Tech magnate Elon Musk is grappling with a substantial setback to his wealth after a Delaware court ruled against the $55 billion compensation package that Tesla’s Board of Directors had approved for him.
The legal challenge to Musk’s compensation package was initiated by Tesla shareholder Richard J. Tornetta in April 2023, representing all company shareholders. Tornetta accused Musk and the board of breaching their fiduciary duties by granting the billionaire a performance-based equity-compensation plan valued at approximately $55 billion.
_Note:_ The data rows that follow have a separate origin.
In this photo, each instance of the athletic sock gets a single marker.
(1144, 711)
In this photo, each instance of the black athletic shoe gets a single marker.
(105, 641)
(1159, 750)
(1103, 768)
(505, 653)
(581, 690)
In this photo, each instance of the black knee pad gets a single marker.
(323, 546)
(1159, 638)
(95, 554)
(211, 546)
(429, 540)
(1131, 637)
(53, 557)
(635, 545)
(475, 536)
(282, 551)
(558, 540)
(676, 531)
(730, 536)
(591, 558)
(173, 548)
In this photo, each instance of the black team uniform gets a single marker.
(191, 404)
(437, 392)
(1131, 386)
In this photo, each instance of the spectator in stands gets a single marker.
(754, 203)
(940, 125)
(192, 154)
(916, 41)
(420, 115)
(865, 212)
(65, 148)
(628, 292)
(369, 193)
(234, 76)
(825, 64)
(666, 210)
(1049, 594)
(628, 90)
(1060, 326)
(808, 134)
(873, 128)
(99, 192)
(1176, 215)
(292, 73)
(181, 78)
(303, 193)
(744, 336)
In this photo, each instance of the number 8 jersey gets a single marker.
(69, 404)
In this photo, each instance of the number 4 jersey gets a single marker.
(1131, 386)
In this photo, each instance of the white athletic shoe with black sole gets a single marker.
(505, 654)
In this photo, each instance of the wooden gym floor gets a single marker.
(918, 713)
In the Post Trial Opinion issued by Chancellor Kathleen St. Jude McCormick, who presided over the case, the judge characterized the plan as “the largest potential compensation opportunity ever observed in public markets by multiple orders of magnitude.” She highlighted that the total amount would be “250 times larger than the contemporaneous median peer compensation plan.”
Flawed Approval Process:
In the court’s ruling, McCormick pointed out significant flaws in the approval process:
“The process leading to the approval of Musk’s compensation plan was deeply flawed. Musk had extensive ties with the persons tasked with negotiating on Tesla’s behalf, including a 15-year relationship with the compensation committee chair, Ira Ehrenpreis. Antonio Gracias, another compensation committee member, had business relationships with Musk spanning over two decades, as well as a personal relationship that included regular vacations with Musk’s family. The working group involved management members beholden to Musk, such as General Counsel Todd Maron, who was Musk’s former divorce attorney.”
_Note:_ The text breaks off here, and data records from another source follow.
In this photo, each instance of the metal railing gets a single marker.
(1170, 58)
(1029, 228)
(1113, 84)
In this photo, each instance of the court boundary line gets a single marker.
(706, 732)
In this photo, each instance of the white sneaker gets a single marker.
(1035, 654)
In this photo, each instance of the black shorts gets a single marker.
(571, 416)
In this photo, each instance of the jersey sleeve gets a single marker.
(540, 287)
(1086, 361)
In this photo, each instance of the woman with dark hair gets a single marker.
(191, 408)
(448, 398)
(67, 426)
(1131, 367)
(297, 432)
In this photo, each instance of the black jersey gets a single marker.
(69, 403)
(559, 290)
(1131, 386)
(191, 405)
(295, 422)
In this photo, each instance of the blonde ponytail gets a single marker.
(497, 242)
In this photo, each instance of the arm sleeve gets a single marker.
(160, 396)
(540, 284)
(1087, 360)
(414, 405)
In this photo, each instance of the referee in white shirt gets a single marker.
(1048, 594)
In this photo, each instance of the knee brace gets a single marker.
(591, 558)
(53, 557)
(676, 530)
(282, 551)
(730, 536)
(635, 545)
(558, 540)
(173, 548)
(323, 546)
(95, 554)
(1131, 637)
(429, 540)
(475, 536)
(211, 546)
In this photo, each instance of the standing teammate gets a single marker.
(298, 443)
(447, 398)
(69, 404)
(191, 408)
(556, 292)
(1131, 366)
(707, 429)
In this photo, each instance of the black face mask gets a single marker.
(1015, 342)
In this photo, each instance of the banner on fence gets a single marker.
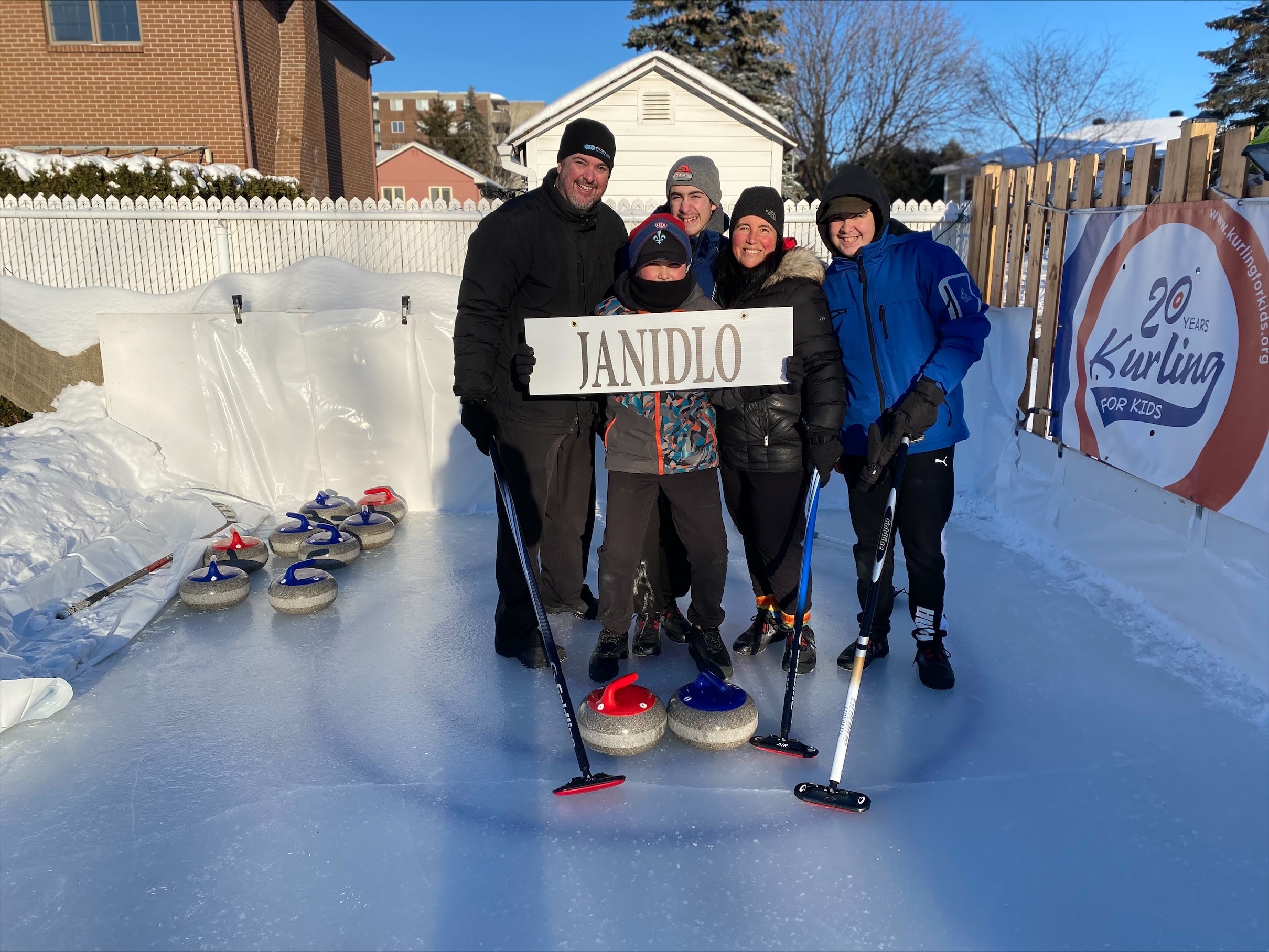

McCormick added that Musk and his team failed to demonstrate that the compensation plan was fair during the five-day trial.
Musk’s Reaction:
Responding to the ruling, Musk, in a public post via his X handle, suggested that incorporating Tesla in Delaware was a mistake. He urged against incorporating companies in the state of Delaware and recommended Nevada or Texas for those who prefer shareholder decision-making. Additionally, Musk is contemplating changing Tesla’s state of incorporation, raising the possibility of relocating it to Texas, where the company’s physical headquarters are located.
Implications of the Ruling:
The court’s decision leaves Elon Musk’s financial future uncertain. With a net worth of approximately $51.1 billion, the blocked compensation options represent one of his most valuable assets. Without them, his net worth could drop to $154.3 billion, making him the third-richest person globally, according to the Bloomberg Billionaires Index, after spending the past few years at the top.